The first troubles in the new reign came from the colonies. Britain as yet took little interest in those sons and daughters who had left her shores to make fresh homes beyond the seas. There was no Colonial Secretary, no Colonial Office. Any difficulties with our distant possessions were settled by the War Office.
Australia was as yet only half explored. It was thought to be a great lone waterless land, fit only for convicts and idlers. Britain had not yet realized the importance of this great continent laid at her feet by Captain Cook. In Southern Australia, the town of Adelaide had already arisen. It had been named after the wife of William the Fourth, only a year before the accession of Queen Victoria. The new city of Melbourne, named after the Prime Minister, contained some 450 colonists. Sydney, with its magnificent harbour, was more thickly populated, but there was no Western Australia, Queensland as such did not exist, New South Wales and Victoria were one, and in the whole country there were but some 150 Englishmen.
Over the neighbouring island of New Zealand natives still ran wild, and it was not till 1839 that the New Zealand Colonization Company was formed, and a pioneer expedition sailed to colonize the new country. On the west coast of Africa were a few fever-stricken haunts, but the Cape of Good Hope offered a better home to British colonists. Here numbers of English lived side by side with the Dutch farmers. But just before the Queen's accession, the abolition of slavery had been resented by these Boers, as they were called, and they had marched away to the country beyond the Orange River, whence they migrated to another tract of waste land, known to us as the Transvaal. As yet Britain played no part in Egypt or the Sudan, Uganda was only partially explored, Rhodesia occupied by natives only, Nigeria was desert land.
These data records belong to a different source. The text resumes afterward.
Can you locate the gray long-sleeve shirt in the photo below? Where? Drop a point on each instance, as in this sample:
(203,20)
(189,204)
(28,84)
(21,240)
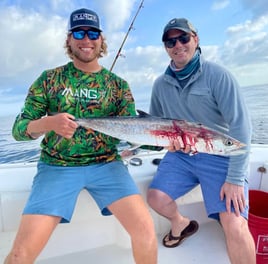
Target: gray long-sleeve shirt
(210,97)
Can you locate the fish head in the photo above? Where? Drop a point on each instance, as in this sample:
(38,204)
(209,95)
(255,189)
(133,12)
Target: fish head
(228,146)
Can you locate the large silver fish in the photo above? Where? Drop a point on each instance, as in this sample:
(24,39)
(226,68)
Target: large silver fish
(145,129)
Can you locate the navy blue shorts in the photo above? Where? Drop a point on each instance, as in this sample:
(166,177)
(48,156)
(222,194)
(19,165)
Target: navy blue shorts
(56,188)
(178,173)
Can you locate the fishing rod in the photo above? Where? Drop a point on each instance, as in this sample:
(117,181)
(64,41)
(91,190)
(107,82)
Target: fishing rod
(125,38)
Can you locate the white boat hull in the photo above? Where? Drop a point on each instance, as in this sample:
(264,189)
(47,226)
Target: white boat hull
(92,238)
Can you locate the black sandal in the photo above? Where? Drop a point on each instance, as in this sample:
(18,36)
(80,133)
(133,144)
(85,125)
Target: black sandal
(186,232)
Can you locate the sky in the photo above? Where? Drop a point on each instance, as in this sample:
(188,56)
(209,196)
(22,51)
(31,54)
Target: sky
(233,33)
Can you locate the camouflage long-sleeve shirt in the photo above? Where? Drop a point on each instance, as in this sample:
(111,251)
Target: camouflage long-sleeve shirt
(67,89)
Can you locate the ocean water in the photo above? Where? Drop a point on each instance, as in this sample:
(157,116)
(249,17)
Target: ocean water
(12,151)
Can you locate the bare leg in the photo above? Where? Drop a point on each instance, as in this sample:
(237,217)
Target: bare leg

Our nearest and oldest colony was Canada, at this time divided into two parts—Upper Canada, to which our people went, and Lower Canada, occupied mostly by descendants of the old French settlers who had possessed the land before Wolfe won it for Britain on the Heights of Abraham in 1758. Strife had arisen between the two provinces, strife between British and French colonists, between those advanced settlers from the mother country and the old settlers, who prided themselves on their isolation, and kept up the customs and traditions of a bygone age. The accession of the young Queen, received with rejoicing in Upper Canada, was greeted with sullen silence by the French Canadians, and soon smouldering discontent broke into open rebellion.
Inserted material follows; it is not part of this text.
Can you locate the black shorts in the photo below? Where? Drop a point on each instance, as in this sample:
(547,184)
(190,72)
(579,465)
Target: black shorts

Monument to Wolfe on the Plains of Abraham.
Lord Melbourne selected a young statesman, Lord Durham, of whose ability he thought very highly, and begged him to go over and quell the rebellion, and in April 1838 Lord Durham left Plymouth for Canada. It was a month before the new Governor-General of Canada anchored at Quebec to take up his new duties. He found the whole country seething with rebellion, but he soon restored confidence.
He spoke to the people of the greatness of Britain, till he reawakened in their hearts the old pride of race; he entreated them to use every effort to develop their fertile soil and expand their trade, instead of quarrelling among themselves. They had thought Britain indifferent, ready to abandon them to their fate, but this idea was dispelled by Lord Durham.
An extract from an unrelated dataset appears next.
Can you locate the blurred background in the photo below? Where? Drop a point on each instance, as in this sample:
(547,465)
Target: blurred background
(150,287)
It became clear to him that progress could only be assured if Upper and Lower Canada were united in one dominion.
But differences of opinion arose between Lord Durham and the Home Government, and reluctantly the Governor of Canada felt obliged to resign his post. In a broken voice and with tears in his eyes, he explained to the colonists the position he felt to be impossible.
For the sake of Canada he had decided to go home and explain in person the problems that yet remained unsolved. In spite of protest he sailed from Quebec in November—a proud but broken-hearted man. The first snows of winter had fallen overnight, but this did not deter the loyal Canadians from thronging the silent streets. They filled every window, they stood on the housetops, they pressed round the carriage that bore their Governor from hill to harbour. As he passed every hat was raised in silent homage, every eye strained to catch the last sight of the little frigate as she sailed down the St. Lawrence River under the heavy clouds of snow. As the ship ploughed her way to the great Atlantic, the colonists burst into the familiar strains of "Auld Lang Sync", but Lord Durham had left Canada for ever.
The triumph of his career was yet to come. It lay in the famous Report on the Affairs of British North America, which was laid before Parliament early in the New Year of 1839. It has been called the Magna Charta of the colonies, for it opened men's eyes to the possibilities of a colonial empire, with Britain as the centre.
Lord Durham had looked into the future. His report broke new ground, it proposed new methods, it was inspired throughout by a new spirit of justice and patriotism, it laid the foundations of colonial expansion, and roused at home a feeling of loyalty and devotion for our kinsmen beyond the seas.
Among other suggestions in this carefully written report were the union of Upper and Lower Canada, the creation of a self-governing body for internal affairs, State-aided emigration on a large scale, and the formation of a railway for the development of the country. The whole was a masterly achievement, born of true statesmanship. In the year 1840 a Bill was passed uniting the two Canadian provinces, according to Lord Durham's suggestion.
But the author of it all lay dying—heart-broken, some said, at the treatment he had received at the hands of the British Government. Five days after the young Queen had given her assent to the Bill Lord Durham died.